Stats endpoints, some indices

Will close #9

See notes at:

https://gist.github.com/lfborjas/2fd2d237d5600b392231ae2c472017bb

[x] Initial queries for keyword and emotion stats
[x] Configuration and indexes for the above
[x] Model tests.
[ ] Endpoints (with sane min/max?)
[ ] Endpoint tests.
[x] further analyses of the dreamFilters query, and any necessary indexes.

Notes for the future:

Multilingual support?

To make the best use of our indexes, and be explicit, we're using english as the text search dictionary, and maintaining an index for title || ' ' || description in english. As per the documentation, we should be able to actually support multiple languages:

It is possible to set up more complex expression indexes wherein the configuration name is specified by another column, e.g.: CREATE INDEX pgweb_idx ON pgweb USING GIN (to_tsvector(config_name, body));

Which would mean that we'd need to store the language preference with the UserAccount entity, and propagate to each Dream row accordingly. The text search functions would then take this value as a parameter. This would be cool for our international users!

More indexes?

Currently, dream.user_id isn't indexed. Should we be adding that one?

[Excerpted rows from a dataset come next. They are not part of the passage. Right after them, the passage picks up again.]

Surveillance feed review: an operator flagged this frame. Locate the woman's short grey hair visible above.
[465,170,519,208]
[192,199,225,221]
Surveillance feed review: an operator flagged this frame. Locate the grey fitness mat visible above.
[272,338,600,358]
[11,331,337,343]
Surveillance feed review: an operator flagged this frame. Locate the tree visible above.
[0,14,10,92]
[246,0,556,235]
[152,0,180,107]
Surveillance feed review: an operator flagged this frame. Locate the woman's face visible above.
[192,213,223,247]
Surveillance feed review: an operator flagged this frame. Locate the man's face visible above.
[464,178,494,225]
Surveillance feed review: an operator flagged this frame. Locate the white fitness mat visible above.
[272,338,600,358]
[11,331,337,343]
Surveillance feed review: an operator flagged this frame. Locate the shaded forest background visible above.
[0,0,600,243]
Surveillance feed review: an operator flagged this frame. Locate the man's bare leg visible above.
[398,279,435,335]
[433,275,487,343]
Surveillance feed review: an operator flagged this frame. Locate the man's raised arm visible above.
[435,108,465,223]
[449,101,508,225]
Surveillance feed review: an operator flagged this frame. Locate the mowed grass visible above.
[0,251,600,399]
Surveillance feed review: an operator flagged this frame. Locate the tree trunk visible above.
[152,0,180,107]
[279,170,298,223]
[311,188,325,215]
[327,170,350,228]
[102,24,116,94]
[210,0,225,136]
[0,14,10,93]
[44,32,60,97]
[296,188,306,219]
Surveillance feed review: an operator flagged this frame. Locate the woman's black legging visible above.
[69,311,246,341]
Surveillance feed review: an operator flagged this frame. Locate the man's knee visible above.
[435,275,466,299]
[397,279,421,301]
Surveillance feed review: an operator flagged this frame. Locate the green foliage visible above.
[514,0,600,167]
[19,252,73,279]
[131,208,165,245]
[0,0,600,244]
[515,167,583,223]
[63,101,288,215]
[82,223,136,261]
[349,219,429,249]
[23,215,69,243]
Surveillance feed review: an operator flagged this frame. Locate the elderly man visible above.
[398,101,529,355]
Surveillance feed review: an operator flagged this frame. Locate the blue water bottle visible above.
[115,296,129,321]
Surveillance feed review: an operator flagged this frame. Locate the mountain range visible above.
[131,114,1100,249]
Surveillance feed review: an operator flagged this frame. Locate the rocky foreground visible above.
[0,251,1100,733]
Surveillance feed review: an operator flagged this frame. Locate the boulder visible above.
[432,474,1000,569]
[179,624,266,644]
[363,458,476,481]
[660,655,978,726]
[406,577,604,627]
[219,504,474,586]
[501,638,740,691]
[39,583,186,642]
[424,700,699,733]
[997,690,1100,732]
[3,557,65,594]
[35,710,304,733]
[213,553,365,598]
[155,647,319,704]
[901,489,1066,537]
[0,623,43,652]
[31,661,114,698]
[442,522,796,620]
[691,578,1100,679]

For my small test data, it doesn't seem like it's used (user size is ~3% of dream size) -- but it should speed up lookups by user id, probably?
Do we need a partial index on is_private? Not sure what the distribution would be, see https://hakibenita.com/sql-tricks-application-dba -- if there's fewer private dreams than public, maybe it's helpful?

A query like this would do the trick:

SELECT attname, n_distinct, most_common_vals, most_common_freqs
FROM pg_stats
WHERE tablename = 'dream' AND attname='is_private';

In my test data it of course yields:

 attname   | n_distinct | most_common_vals | most_common_freqs 
------------+------------+------------------+-------------------
 is_private |          2 | {f,t}            | {0.5,0.5}
(1 row)

The linked article also mentions the notion of correlation, and how it affects the choice of an index scan vs. a more expensive operation. A correlation of 1 means that fewer pages may be read, and an index scan will likely be used. Here's how it looks for my test data (which doesn't reflect real trends!)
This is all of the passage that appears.